Refugees on train, police in 2nd day of standoff in Hungary
By Associated Press
Sep 4, 2015 2:41 AM CDT
A woman looks out of a train that was stopped in Bicske, Hungary, Friday, Sept. 4, 2015. Over 150,000 peoplel have reached Hungary this year, most coming through the southern border with Serbia. Many apply for asylum but quickly try to leave for richer EU countries. (AP Photo/Petr David Josek)   (Associated Press)

BUDAPEST, Hungary (AP) — Refugees hoping to move on from Hungary stubbornly remained on a stalled train Friday, refusing to go to a center where authorities are demanding that they register.

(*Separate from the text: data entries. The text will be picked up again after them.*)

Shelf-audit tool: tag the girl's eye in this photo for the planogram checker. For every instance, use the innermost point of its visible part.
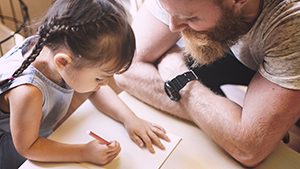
(99, 80)
(193, 19)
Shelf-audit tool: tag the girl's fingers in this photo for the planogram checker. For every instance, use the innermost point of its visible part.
(160, 132)
(159, 127)
(147, 141)
(137, 140)
(156, 140)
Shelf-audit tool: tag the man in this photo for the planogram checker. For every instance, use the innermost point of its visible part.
(248, 42)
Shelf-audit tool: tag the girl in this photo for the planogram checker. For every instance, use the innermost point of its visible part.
(80, 44)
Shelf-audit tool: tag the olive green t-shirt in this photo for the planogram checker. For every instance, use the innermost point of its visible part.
(272, 46)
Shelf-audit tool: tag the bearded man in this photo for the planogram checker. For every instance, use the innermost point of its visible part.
(246, 42)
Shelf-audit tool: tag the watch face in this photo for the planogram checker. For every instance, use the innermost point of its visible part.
(171, 92)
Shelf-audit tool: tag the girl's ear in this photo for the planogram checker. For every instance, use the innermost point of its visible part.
(61, 60)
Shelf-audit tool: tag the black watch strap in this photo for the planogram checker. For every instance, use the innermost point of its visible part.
(181, 80)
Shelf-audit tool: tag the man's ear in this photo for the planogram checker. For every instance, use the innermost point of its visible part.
(238, 4)
(61, 60)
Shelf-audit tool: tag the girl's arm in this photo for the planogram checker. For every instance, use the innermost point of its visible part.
(141, 132)
(26, 112)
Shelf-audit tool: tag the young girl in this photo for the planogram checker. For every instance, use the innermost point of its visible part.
(80, 44)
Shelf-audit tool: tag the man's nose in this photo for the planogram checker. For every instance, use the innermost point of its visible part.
(176, 24)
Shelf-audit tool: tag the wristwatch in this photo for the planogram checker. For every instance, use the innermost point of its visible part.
(172, 87)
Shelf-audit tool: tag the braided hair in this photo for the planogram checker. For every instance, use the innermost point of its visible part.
(95, 31)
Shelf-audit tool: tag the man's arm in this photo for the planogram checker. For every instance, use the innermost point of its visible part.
(154, 41)
(153, 37)
(249, 134)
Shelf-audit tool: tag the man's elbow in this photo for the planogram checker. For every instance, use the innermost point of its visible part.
(250, 157)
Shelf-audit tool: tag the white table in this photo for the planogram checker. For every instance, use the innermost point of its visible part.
(196, 150)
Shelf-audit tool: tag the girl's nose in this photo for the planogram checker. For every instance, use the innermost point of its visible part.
(176, 24)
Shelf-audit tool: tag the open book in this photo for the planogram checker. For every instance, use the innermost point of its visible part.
(87, 117)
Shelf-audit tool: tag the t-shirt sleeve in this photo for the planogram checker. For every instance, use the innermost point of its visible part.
(281, 64)
(157, 11)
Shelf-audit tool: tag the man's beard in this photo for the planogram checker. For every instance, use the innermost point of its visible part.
(207, 47)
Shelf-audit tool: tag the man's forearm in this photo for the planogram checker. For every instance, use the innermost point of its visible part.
(143, 81)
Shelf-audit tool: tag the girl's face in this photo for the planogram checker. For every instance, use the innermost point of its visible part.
(86, 79)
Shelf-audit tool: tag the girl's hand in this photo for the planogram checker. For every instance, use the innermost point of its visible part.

Police remained on watch at Bicske, a town northwest of Budapest that holds one of the country's five camps for asylum seekers — facilities the migrants want to avoid because they don't want to pursue asylum claims in economically depressed Hungary. Nearly all hope to go to Germany.

The head of police border control, Col. Laszlo Balazs, said 16 people voluntarily checked into the asylum center on Thursday, while about 500 others refused.

In Geneva, the head of the U.N. refugee agency called for the European Union to take "urgent and courageous measures" to deal with the crisis.

Agency chief Antonio Guterres said refugees should benefit from a mass relocation program and called for authorities to crack down on human smugglers.

His comments Friday came a day after a round of recriminations among EU leaders. Hungarian Prime Minister Viktor Orban has said the human wave is a German problem, but German Chancellor Angela Merkel said the obligation to protect refugees "applies not just in Germany, but in every European member."

Orban has warned European partners that he intends to make his country's borders an impassable fortress for new arrivals. His chief of staff, Janos Lazar, said 160,000 migrants had reached Hungary this year, 90,000 of them in the past two months alone.

"We Hungarians are full of fear," Orban told a Brussels news conference, warning that the acceptance of so many Muslims from Syria, Iraq, Afghanistan and elsewhere would erode Europe's Christian character.